1.1 What is Sadata?
Each State around the world has a huge range of international obligations, in terms of human rights, the Sustainable Development Goals and more. Many of these obligations overlap meaning that one of the SDG targets may be asking a State to do the same thing as one of its UPR recommendations. However, up until now no tool existed to help identify all of those linkages and eliminate the duplication of activities and reporting that can occur as a result. With the birth of this software this is no longer the case.
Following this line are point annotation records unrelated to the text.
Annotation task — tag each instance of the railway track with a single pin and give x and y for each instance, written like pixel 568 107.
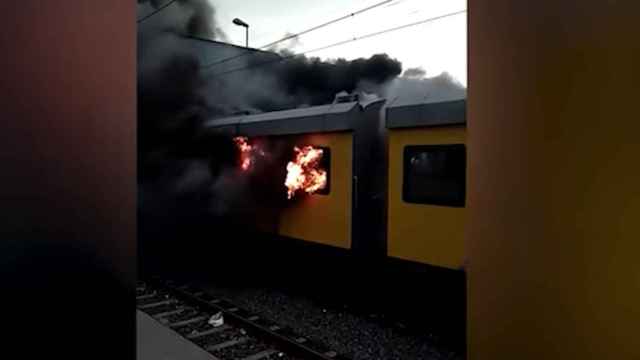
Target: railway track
pixel 191 312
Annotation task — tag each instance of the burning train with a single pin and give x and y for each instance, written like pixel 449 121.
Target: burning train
pixel 376 180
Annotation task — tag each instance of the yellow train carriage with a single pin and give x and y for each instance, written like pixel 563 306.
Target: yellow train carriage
pixel 427 183
pixel 341 130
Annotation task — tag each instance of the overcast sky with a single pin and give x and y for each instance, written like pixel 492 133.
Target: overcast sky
pixel 437 46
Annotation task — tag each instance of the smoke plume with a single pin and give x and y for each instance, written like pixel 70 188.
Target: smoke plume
pixel 185 175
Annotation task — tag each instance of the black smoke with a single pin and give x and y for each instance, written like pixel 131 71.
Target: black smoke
pixel 189 179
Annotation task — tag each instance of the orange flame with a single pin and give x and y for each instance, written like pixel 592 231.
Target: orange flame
pixel 303 172
pixel 245 152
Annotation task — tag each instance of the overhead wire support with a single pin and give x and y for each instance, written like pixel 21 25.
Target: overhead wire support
pixel 377 33
pixel 302 32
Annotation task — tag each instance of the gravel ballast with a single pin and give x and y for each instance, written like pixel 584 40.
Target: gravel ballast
pixel 354 336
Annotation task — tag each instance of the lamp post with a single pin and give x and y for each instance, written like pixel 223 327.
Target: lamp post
pixel 246 26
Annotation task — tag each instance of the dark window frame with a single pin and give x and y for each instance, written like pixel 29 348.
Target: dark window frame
pixel 325 164
pixel 409 150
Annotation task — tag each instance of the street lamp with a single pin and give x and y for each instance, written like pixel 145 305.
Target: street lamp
pixel 246 26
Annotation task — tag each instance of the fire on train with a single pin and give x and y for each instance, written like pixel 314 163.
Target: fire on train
pixel 376 198
pixel 367 177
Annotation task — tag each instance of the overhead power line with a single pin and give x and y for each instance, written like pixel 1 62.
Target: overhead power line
pixel 302 32
pixel 156 11
pixel 424 21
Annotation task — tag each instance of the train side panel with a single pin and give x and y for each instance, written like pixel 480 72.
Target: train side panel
pixel 429 234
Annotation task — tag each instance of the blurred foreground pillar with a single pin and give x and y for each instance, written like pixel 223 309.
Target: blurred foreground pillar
pixel 554 223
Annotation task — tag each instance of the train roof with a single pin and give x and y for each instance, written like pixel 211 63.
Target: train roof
pixel 437 113
pixel 324 118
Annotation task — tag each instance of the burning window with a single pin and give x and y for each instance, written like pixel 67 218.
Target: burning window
pixel 435 174
pixel 308 172
pixel 248 152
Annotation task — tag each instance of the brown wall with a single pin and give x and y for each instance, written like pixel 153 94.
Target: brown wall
pixel 68 188
pixel 554 208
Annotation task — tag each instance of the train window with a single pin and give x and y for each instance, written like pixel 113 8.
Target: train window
pixel 435 174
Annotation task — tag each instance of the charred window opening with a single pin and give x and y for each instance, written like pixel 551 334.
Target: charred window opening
pixel 435 175
pixel 308 172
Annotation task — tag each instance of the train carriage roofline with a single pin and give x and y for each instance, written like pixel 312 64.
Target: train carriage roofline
pixel 427 114
pixel 316 119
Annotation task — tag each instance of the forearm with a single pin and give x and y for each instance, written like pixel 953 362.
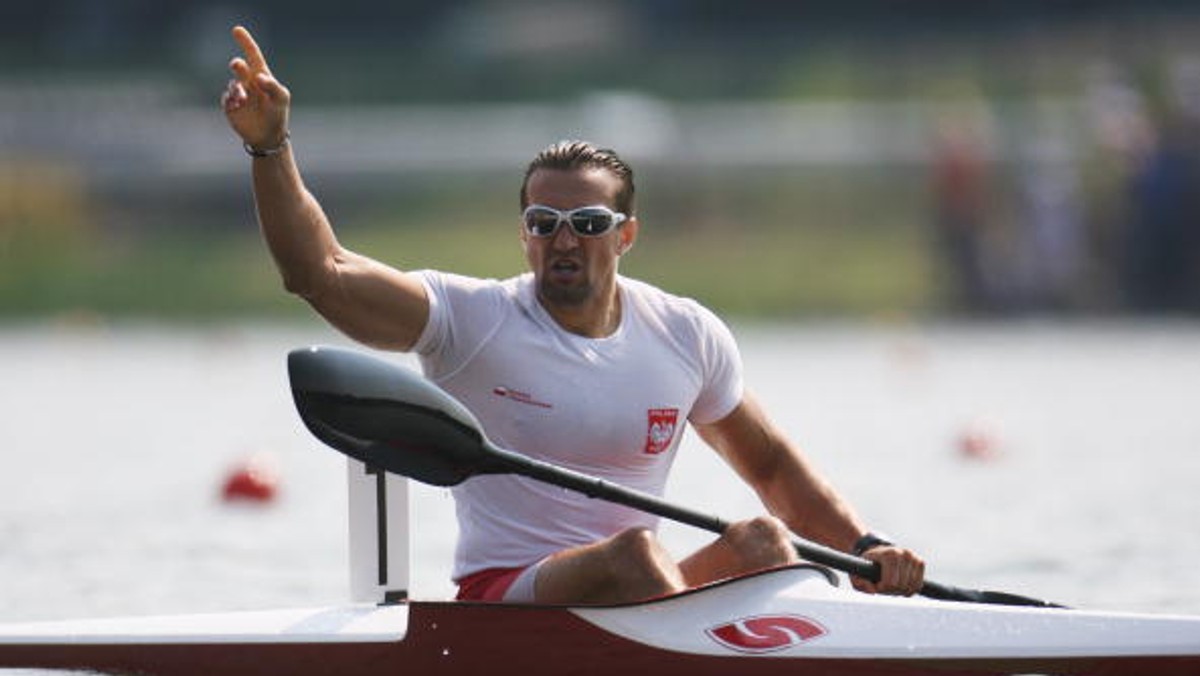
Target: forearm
pixel 293 223
pixel 809 504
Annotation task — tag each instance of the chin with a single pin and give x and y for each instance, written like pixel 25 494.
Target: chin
pixel 564 295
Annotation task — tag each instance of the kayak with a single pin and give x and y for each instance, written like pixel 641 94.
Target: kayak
pixel 795 621
pixel 799 620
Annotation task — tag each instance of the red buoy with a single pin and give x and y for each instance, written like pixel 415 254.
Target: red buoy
pixel 255 479
pixel 978 441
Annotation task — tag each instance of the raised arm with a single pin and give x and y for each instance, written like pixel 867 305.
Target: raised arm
pixel 797 494
pixel 370 301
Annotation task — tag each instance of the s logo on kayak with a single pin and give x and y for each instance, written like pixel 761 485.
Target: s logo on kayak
pixel 766 633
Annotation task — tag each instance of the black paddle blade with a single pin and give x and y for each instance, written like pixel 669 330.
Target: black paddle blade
pixel 385 416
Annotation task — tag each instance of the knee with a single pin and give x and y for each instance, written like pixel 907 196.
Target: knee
pixel 639 548
pixel 762 542
pixel 637 558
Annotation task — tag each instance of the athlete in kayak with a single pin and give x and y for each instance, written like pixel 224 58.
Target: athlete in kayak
pixel 570 363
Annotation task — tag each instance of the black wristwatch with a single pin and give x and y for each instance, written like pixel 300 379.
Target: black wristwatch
pixel 869 542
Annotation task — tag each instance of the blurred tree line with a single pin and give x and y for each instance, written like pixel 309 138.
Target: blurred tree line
pixel 863 156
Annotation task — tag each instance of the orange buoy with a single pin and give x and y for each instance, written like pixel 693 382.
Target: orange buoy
pixel 255 479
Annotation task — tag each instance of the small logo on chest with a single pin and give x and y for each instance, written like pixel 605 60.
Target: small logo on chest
pixel 520 396
pixel 660 429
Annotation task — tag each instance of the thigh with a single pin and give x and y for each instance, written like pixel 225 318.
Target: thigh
pixel 629 566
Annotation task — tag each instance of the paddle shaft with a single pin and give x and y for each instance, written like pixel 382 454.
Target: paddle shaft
pixel 597 488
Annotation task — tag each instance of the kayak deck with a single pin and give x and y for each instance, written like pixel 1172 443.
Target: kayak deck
pixel 789 621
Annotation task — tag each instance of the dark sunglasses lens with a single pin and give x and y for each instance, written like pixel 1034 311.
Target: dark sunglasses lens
pixel 541 223
pixel 592 223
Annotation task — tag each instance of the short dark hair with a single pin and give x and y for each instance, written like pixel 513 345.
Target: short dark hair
pixel 568 155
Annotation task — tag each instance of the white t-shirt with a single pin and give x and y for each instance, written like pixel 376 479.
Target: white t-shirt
pixel 612 407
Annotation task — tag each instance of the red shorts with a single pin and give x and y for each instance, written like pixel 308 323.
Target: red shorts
pixel 487 585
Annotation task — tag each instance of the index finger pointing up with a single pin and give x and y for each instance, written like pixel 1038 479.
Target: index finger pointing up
pixel 253 54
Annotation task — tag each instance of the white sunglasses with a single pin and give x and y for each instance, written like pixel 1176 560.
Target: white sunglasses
pixel 586 221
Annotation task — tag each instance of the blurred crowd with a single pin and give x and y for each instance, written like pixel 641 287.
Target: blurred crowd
pixel 1110 228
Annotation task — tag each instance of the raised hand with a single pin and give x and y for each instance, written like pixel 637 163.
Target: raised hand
pixel 255 102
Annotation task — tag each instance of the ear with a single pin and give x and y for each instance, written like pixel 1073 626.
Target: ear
pixel 628 235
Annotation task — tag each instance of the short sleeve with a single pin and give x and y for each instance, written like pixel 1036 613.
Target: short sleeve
pixel 463 313
pixel 721 368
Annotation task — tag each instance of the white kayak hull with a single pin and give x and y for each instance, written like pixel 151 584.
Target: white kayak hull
pixel 789 621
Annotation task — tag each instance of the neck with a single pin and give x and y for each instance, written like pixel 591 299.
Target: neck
pixel 595 317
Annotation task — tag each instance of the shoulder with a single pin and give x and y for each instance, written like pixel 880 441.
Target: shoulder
pixel 676 311
pixel 450 285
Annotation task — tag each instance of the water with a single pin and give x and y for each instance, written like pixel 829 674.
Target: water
pixel 115 442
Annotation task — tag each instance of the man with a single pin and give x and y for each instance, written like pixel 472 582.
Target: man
pixel 569 362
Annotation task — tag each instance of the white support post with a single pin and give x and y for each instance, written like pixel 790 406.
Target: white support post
pixel 378 527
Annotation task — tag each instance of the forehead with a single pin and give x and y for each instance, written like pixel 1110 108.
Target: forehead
pixel 569 189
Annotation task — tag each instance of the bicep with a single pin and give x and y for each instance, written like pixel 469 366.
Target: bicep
pixel 748 441
pixel 372 303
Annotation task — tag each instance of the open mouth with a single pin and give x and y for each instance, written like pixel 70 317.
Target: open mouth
pixel 565 267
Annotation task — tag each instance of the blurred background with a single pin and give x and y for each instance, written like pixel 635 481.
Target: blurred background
pixel 795 159
pixel 958 243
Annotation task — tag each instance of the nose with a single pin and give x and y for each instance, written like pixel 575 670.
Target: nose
pixel 564 237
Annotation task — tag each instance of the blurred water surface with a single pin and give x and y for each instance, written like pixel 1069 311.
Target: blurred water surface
pixel 114 443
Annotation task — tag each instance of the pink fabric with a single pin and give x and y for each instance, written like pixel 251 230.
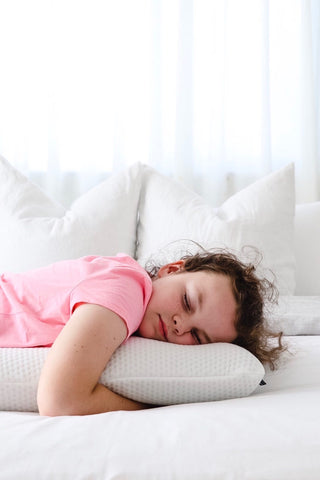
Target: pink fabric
pixel 35 305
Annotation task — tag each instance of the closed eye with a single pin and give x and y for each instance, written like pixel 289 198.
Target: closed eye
pixel 186 302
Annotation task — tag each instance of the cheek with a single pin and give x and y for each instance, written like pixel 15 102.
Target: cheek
pixel 186 339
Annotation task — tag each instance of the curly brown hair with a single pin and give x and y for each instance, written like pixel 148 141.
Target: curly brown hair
pixel 251 294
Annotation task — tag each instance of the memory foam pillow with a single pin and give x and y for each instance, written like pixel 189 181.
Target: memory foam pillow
pixel 145 370
pixel 261 215
pixel 36 231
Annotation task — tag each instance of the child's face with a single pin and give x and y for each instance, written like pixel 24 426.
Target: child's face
pixel 190 307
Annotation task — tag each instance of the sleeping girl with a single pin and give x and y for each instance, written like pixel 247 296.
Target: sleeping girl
pixel 84 309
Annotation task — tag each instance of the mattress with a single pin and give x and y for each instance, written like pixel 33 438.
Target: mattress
pixel 273 434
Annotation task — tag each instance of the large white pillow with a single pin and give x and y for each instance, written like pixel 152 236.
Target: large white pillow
pixel 261 215
pixel 36 231
pixel 296 315
pixel 144 370
pixel 307 241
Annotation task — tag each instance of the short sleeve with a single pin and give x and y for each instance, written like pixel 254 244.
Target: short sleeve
pixel 121 285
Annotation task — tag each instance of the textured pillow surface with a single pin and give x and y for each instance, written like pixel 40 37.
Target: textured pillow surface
pixel 261 215
pixel 144 370
pixel 36 231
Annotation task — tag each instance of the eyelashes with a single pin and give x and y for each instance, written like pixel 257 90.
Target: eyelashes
pixel 186 302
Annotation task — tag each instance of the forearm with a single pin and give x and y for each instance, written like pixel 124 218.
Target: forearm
pixel 99 401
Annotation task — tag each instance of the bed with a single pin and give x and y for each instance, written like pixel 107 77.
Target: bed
pixel 273 433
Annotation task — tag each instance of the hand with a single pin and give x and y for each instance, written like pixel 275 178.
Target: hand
pixel 69 380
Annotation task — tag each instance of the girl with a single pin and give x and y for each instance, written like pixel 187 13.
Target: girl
pixel 86 308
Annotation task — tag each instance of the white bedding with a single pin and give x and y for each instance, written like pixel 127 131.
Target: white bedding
pixel 272 435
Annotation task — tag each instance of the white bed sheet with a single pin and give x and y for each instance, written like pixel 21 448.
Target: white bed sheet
pixel 273 434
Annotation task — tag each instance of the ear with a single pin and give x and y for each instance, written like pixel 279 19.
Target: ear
pixel 173 267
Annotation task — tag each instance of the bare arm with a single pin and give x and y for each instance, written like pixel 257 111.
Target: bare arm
pixel 69 380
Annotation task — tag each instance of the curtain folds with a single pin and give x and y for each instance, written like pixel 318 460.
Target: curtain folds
pixel 215 93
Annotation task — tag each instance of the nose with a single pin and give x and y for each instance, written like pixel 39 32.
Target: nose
pixel 180 325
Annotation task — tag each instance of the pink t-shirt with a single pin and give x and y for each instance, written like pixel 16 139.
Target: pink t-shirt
pixel 35 305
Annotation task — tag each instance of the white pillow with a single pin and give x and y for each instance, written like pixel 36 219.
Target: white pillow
pixel 144 370
pixel 36 231
pixel 307 241
pixel 296 315
pixel 261 215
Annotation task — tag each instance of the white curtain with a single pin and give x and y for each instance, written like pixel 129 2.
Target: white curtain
pixel 215 93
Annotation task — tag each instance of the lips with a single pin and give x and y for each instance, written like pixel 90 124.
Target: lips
pixel 163 329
Sadata is a web tool for coordinating and monitoring implementation of human rights and the SDGs. It helps States develop a National Implementation Plan through sophisticated clustering of all obligations and recommendations it has received. Through a series of automated processes it helps to ensure ongoing data collection and guard against non-entry of data, meaning the Implementation Plan progress is always 100% up to date. This allows greater oversight by the public and civil society, and for States to have far greater control over implementation of its obligations - ultimately leading to more effective State implementation and reporting and improvements on the ground for everyday people, every day.
Sadata is built using IMPACT OSS (Integrated Management and Planning of Actions Open Source Software). For more information on this software and how it was made please take a look at its development history.
Sadata is a primarily a tool for States to plan and monitor implementation of its human rights and SDG obligations. However, it has also been built with a wider audience in mind whereby civil society and other stakeholders can access the publicly available database and track progress, holding Government to account and contributing their own data where appropriate.
The manual is split into three parts:
- How To - A quick start guide for users in some of the most common ways the software is designed to be used for: creating an implementation plan, reporting, monitoring implementation (either as Government or civil society) and editing.
- In Depth: Visitors - Everything visitors to the site need to know about how to use the tool from monitoring the implementation plan, to using the filtering system to find what the Government is doing in their area of interest to submitting information of their own.
- In Depth: Registered Users - Everything States need to know in how to use and setup the application. This section also details the different types of registered user and how they can perform their roles.
The manual is written using GitBooks, which allows readers and users of the software to suggest improvements or changes as the tool evolves.